The case in question dates back to March 30, 2015 when the Commission instituted public administrative and cease-and-desist proceedings against David I. Osunkwo and other parties.
In 2010 and 2011, Aegis Capital and Circle One Wealth Management, registered investment advisers affiliated because of common control, failed to file timely and accurate reports with the Commission.
Aegis Capital failed to file an annual update to its Form ADV for the 2010 fiscal year.
Circle One filed an annual amendment to its Form ADV with the Commission in April 2011 that was intended to reflect a merger between the two investment advisers under common ownership and control of the same corporate parent holding company, Capital L Group. That filing materially overstated the assets under management and total number of client accounts for Aegis Capital and Circle One, the SEC alleges.
In filing that Form ADV, Osunkwo relied on estimates that the registrants’ Chief Investment Officer provided him, the SEC says. But he “did not take sufficient steps to ascertain the accuracy of those numbers and caused the report to falsely represent that the CIO attested to the accuracy of that information.” As a result, Circle One’s Form ADV contained inaccurate information.
Osunkwo, a resident of North Carolina, is self-employed and provides business and compliance consulting services through affiliations with other firms, including SC Consulting, a now defunct firm that offered compliance consulting and outsourced CCO services to variety of investment management firms. Osunkwo was one of the principals of SC Consulting, and during 2010 and 2011.
Aegis Capital and Circle One retained the firm to assist them in performing certain compliance functions as well as to provide an outsourced chief compliance officer to the registrants. Osunkwo was designated, and served as, Aegis Capital’s and Circle One’s CCO.
For 2010 AUM and account information, he relied on estimates provided to him by the CIO. Specifically, the CIO sent him an email that stated:
“David… I believe AUM was as follows on 12/31 Funds: $36,800,000 Schwab/Fidelity: $96,092,701 (1,179 accounts) (not sure how many customers) Circle One: probably higher than $50m, but hopefully [another employee] told you a number today. Total is in the $182.89m range…”
Osunkwo and SC Consulting adopted these estimates, “without taking sufficient steps to ascertain their accuracy,” when they filed Circle One’s annual amendment to Form ADV for the December 31, 2010 year end was filed on April 4, 2011, the SEC said.
Given the impending deadline for filing the Form ADV, Osunkwo listed the CIO as signatory certifying the ADV without confirming with him. “As a result, the form that Osunkwo and SC Consulting filed misstated that the CIO had also certified the contents to be true and correct,” the Commission alleged.

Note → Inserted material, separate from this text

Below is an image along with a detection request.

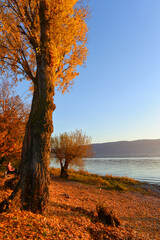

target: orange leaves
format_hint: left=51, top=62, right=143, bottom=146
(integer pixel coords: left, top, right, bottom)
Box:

As a result of the conduct described above, Osunkwo caused Aegis Capital’s violations of, Section 204 of the Advisers Act and Rule 204-1(a)(1), which require registered investment advisers to amend their Form ADV “at least annually, within 90 days of the end of [their] fiscal year… and more frequently, if required by the instructions to FormADV.”
As a result of the conduct described above, Osunkwo also willfully violated Section 207 of the Advisers Act, which makes it “unlawful for any person willfully to make any untrue statement of a material fact in any registration application or report filed with the Commission under Section 203, or 204, or willfully to omit to state in any such application or report any material fact which is required to be stated therein.”
The Aug. 15 settlement stipulated that Osunkwo be suspended from association with any broker, dealer, investment adviser, municipal securities dealer, municipal advisor, transfer agent, or nationally recognized statistical rating organization for a period of twelve months. He was also required to pay a civil money penalty of $30,000.
Osunkwo did not admit or deny the findings in the SEC order.